Thank you for contacting my office and I appreciate your thoughts regarding the proposed budget and tax plans currently making their way through the legislature. Let me start by apologizing for the delay in responding to you. The concerns of my constituents are of utmost importance. Please be assured that I share your concerns, and will continue fighting against these most devastating budget and tax plan. This budget is a disaster, and its consequences will be felt for years to come, if allowed to become law.

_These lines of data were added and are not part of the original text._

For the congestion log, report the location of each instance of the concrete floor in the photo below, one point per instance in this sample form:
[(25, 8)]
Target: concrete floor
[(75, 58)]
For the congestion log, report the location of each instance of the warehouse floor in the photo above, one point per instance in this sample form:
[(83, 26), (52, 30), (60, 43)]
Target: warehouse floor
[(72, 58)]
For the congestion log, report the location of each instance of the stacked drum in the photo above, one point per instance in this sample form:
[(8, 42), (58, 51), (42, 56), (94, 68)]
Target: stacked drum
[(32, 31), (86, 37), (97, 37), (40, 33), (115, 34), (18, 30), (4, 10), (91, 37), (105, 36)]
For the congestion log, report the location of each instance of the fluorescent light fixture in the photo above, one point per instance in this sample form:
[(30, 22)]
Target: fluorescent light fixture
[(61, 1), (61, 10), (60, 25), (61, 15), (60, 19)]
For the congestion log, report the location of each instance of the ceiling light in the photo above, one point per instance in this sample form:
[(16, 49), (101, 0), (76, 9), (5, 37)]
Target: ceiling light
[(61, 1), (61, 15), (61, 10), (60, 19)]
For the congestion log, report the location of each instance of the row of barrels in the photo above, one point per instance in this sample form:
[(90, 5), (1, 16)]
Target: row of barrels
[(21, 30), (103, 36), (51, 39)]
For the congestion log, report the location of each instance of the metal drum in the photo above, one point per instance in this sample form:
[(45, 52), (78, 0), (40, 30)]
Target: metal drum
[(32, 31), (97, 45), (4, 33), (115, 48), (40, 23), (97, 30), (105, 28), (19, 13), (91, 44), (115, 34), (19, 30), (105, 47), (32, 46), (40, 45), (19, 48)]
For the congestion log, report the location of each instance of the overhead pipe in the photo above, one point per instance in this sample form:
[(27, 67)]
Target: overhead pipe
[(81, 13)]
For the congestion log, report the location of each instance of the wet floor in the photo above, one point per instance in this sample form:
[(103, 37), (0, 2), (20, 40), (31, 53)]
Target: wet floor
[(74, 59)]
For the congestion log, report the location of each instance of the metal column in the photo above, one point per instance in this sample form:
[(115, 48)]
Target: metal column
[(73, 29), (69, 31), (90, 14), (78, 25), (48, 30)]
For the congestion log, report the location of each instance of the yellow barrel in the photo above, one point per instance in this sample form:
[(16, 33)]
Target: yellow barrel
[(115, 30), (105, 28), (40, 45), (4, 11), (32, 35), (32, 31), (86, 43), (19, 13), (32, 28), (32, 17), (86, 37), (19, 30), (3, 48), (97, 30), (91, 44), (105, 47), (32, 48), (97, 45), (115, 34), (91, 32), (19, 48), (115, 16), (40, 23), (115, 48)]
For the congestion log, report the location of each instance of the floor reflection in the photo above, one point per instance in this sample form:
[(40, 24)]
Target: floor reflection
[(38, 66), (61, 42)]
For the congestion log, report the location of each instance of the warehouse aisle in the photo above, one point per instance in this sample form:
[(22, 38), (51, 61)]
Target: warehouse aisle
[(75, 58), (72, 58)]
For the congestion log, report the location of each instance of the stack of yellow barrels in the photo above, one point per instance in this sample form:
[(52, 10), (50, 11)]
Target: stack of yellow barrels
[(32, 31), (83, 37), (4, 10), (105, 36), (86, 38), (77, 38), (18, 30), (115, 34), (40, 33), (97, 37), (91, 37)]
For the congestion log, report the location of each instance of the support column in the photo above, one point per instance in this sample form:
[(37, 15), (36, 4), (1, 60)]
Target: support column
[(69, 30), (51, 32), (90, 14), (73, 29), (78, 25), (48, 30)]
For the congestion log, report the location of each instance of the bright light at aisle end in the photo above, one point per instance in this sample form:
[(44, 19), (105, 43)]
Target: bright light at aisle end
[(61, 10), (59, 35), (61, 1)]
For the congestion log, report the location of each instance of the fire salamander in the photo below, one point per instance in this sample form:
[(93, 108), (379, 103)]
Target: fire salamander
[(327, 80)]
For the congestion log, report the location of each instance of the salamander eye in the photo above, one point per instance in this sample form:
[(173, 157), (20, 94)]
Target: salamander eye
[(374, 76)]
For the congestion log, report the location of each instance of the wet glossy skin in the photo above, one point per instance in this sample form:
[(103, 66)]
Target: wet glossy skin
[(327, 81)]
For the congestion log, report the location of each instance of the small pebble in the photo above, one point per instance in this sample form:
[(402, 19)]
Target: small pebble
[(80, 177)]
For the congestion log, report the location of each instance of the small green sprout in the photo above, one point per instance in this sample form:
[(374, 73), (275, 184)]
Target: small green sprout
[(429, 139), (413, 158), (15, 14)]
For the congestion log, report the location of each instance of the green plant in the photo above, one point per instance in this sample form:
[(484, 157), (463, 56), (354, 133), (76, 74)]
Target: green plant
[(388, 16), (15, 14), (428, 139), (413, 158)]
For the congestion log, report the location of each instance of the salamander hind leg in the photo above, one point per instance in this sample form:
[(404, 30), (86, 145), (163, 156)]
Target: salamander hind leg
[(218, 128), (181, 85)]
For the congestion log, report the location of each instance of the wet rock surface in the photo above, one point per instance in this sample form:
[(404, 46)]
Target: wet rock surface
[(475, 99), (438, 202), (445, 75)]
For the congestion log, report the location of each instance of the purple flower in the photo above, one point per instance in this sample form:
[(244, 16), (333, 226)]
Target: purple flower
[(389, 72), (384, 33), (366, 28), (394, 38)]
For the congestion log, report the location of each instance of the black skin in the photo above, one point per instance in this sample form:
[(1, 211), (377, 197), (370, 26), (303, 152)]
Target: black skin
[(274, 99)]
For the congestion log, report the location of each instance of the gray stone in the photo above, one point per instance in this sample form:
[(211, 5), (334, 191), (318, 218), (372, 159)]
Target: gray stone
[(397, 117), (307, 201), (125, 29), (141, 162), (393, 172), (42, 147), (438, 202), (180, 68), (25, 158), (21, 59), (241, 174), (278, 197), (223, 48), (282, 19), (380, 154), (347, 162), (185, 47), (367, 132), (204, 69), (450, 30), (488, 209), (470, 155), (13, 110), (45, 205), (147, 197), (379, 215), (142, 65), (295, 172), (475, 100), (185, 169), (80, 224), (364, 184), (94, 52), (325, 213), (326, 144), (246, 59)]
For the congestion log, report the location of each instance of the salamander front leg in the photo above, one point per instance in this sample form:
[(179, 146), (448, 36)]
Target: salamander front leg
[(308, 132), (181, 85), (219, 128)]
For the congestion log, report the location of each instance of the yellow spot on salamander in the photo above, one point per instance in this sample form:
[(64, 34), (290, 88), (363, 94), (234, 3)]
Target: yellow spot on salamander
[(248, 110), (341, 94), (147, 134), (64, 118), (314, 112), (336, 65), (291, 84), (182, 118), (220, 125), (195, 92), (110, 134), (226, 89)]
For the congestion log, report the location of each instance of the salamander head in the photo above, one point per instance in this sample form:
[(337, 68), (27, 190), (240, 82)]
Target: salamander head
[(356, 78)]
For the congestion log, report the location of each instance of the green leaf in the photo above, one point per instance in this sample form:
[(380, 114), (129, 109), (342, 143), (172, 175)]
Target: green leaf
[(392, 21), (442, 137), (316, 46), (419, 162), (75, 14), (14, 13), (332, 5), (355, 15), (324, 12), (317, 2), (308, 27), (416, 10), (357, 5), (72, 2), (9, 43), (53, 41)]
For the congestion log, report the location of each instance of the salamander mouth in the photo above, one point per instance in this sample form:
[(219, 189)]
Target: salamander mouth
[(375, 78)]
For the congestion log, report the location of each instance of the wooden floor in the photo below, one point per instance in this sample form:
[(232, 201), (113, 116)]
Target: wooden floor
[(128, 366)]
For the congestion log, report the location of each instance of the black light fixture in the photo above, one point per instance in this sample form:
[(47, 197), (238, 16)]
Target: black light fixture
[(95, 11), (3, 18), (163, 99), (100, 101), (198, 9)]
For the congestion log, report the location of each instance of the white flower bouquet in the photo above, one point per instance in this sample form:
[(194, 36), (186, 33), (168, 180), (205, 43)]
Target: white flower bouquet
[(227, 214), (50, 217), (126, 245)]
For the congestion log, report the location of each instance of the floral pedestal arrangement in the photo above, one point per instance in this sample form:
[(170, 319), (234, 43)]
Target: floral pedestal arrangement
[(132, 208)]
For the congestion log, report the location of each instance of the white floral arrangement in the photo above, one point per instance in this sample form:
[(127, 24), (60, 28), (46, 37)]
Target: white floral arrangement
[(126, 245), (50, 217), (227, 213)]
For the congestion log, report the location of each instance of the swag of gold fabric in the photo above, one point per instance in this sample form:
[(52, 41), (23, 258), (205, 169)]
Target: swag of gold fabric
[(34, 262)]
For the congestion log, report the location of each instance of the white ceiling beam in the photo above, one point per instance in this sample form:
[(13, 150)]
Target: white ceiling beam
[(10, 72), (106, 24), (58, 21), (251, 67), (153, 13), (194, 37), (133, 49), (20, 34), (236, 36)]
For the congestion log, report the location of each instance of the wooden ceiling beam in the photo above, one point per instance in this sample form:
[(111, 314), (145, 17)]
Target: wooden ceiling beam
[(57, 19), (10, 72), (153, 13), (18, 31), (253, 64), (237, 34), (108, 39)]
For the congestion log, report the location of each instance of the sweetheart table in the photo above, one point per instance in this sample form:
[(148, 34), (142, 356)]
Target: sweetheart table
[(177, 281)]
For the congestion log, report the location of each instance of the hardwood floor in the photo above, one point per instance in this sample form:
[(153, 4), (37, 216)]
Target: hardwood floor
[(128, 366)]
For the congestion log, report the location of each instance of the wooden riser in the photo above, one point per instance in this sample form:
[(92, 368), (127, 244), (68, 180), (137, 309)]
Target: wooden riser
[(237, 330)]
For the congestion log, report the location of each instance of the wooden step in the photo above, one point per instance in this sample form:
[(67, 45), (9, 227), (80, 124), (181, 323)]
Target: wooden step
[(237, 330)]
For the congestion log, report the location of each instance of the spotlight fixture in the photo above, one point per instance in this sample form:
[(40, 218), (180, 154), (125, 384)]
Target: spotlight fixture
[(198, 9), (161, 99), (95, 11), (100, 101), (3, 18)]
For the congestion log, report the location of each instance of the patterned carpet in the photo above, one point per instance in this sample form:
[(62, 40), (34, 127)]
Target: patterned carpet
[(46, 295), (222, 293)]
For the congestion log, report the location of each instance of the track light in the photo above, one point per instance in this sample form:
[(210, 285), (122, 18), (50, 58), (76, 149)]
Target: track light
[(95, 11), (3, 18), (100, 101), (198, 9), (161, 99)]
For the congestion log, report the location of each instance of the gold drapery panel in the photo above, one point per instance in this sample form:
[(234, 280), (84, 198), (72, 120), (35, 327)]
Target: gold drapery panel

Our state needs an economic plan to bring back jobs… instead we get a massive giveaway to business with no accountability and no guarantee of a single job. We get a 1,000 page budget bill that no one can hope to understand before voting on it. We get budgets that end proven job-producing programs like the Film Credits, and end funding for business incubators that help entrepreneurs set up shop and grow, and eliminate $25 million for recruiting new businesses to our state.

Furthermore, we get budgets that no longer require state departments to report to the Legislature on much of their activity, so there are no checks and balances and oversight is greatly reduced as to how our taxpayer dollars are spent. And at the last minute, instead of department-by-department budgets – which is how budgets are traditionally approved – House Republicans have pushed through one bill that funds all of state government and one bill that funds all public education in Michigan.

And now that the General Fund budget is being rolled into one huge bill, House Democrats have again not been consulted on the format or content, and the one hard-fought Democratic amendment that did win approval earlier in the process is being stripped out of the budget. In total, we offered 123 amendments. That's 123 opportunities to protect our children's education, seniors and families. Instead, Republicans delivered 123 rejections that will hurt Michigan.

Regarding the School Aid Fund, the House-passed budget slashed $1.1 billion in K-12 funding. These are cuts of at least $426 per student with some school districts being hit with cuts as large as $1,558 per student. When school aid cuts were first proposed in January, we were looking at a $650 million positive fund balance. Just last week, that number was updated to an almost $900 million surplus. Overall, the newly announced "budget deal" that slightly lessens the blow to our children is barely any better than the initial proposal.

As I traveled this entire state attending rallies, education forums and town hall meetings, I met with thousands of our residents who consistently said one thing…"Don't cut our schools." A recent survey by Michigan State University's Institute for Public Policy and Social Research found that the majority of people did not want lawmakers to cut education funding. By an overwhelming margin, respondents chose education funding (53 percent) as the last place to cut versus the next closest response (economic development at 17 percent).

This is not an economic plan; this is a handout to corporate special interests and CEO's.
This budget is full of difficult cuts that are contrary to the message the Governor gave at his inaugural, contrary to his local government message, and contrary to the message he just delivered regarding education.

The Republican tax plan that was forced through the House takes Michigan in the wrong direction. This new tax structure for our state does not represent the “shared sacrifice” that the Governor promised. Instead, it balances the budget on the backs of our children, our seniors and our working families – all to pay for an 82 percent tax break for corporations, with no guarantee of new jobs. And if this new tax structure takes effect, the residents of Michigan will NOT be able to repeal it, because the Republicans have again included a token expenditure [$100] that strips Michigan voters of their constitutional rights.

It is clear the House Republicans don't have any interest in making this a fair economic plan that will help Michigan rebound. It is also clear they don't care about accountability and transparency in state government – two things they previously trumpeted as critical to the process. I want you to know that even at this late juncture, I'm still committed to working in a bipartisan manner and finding compromise where we can to pass a fair and balanced budget. I hope my colleagues and the Snyder administration will join me so that we can find solutions that work for the people of Michigan.